All warnings on the part of several prominent European noise protection experts have been ignored. For instance, Prof. Axelsson, Dr. Paschier Vermeer and Prof. Smoorenburg provided a paper containing the statement: “The toy should be manufactured in such a way that it is under no circumstances possible that the toy exposes the child (or a third party) to to more than 140 dB peak.” Also the WHO criteria document on community noise contains a similar recommendation. Some experts even hold the view that the limit for toys should be somewhat lower given the uncertainties in the risk assessment (e.g. the sensitivity of children to noise is not known).
Only after expiry of the transitional period it was foreseen to reduce the level to such an extent that even under the most unfavourable conditions noise levels exceeding 140 dB cannot occur (125 dB at a distance of 50 cm). The only positive aspect in this matter.
Hearing damage possible
In view of numerous studies providing evidence of a high degree of hearing loss among teen-agers the limit for impulse noise was judged to be absolutely unacceptable. Consequently the authorities of Germany and - upon the initiative of the Consumer Council - Austria challenged this standard on the grounds that it was not in conformity with the protection goals of the Toys Directive (safeguard clause procedure).

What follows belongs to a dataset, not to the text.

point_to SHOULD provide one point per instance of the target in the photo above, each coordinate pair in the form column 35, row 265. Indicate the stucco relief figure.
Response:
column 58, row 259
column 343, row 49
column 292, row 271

This point of view was supported by a majority of the Member States both in the Working Group on Toy Safety of the Commission and in the Committee “Standards and Technical Regulations” (Committee 98/34) and also by ANEC, the European Organisation for Consumer Representation in Standardisation. Hence, the relevant clause of the standard was not acknowledged when the reference was published in the Official Journal (OJ C 215/4, 28.7.1999). The rationale presented by the Commission (OJ C 259/05, 11.9.1999) pointed out very clearly that the value set in the toys standard can lead to noise exposures exceeding 140 dB considerably which may result in hearing damage.
Illustration by David Chapman
Commission insists on low limit
In the first instance it was not possible to set a safe limit when CEN prepared an amendment to the standard. Only the nordic countries and Austria - represented by the Consumer Council - defended the interests of children. The value was slightly reduced to 134 dB (at 50 cm distance, equivalent to 155 dB at the ear), but this was still considerably above the work place limit. In turn, the above mentioned lower value of 125 dB intended to come into force after the transitional period was deleted. In other words: the relatively safe value for the future was removed. In fact, this was clearly a step backward. The interests of the relevant toy industry had been given higher priority as compared to the protection of children.
Thereupon, the opinion of the Member States was once more heard by the Commission. Again a clear majority voiced its disapproval concerning the adoption of the standard. Hence, the Commission communicated to CEN in another letter that the envisaged limit did not comply with the Toys Directive. In addition, the Commission decided to fully recognise the 98th edition of the toys standard as the 3 years transitional period would come to an end in summer 2001. At the same time the Commission clarified its unwillingness to accept any standard containing a limit higher than 125 dB.
Due to the enormous pressure the CEN committee responsible for toys eventually abandoned its opposition and stopped its efforts to increase the limit again. This fact represented a great success for the European consumer representatives and the Austrian Consumer Council. It had taken almost 10 years of intensive lobbying and struggle for the safety of children.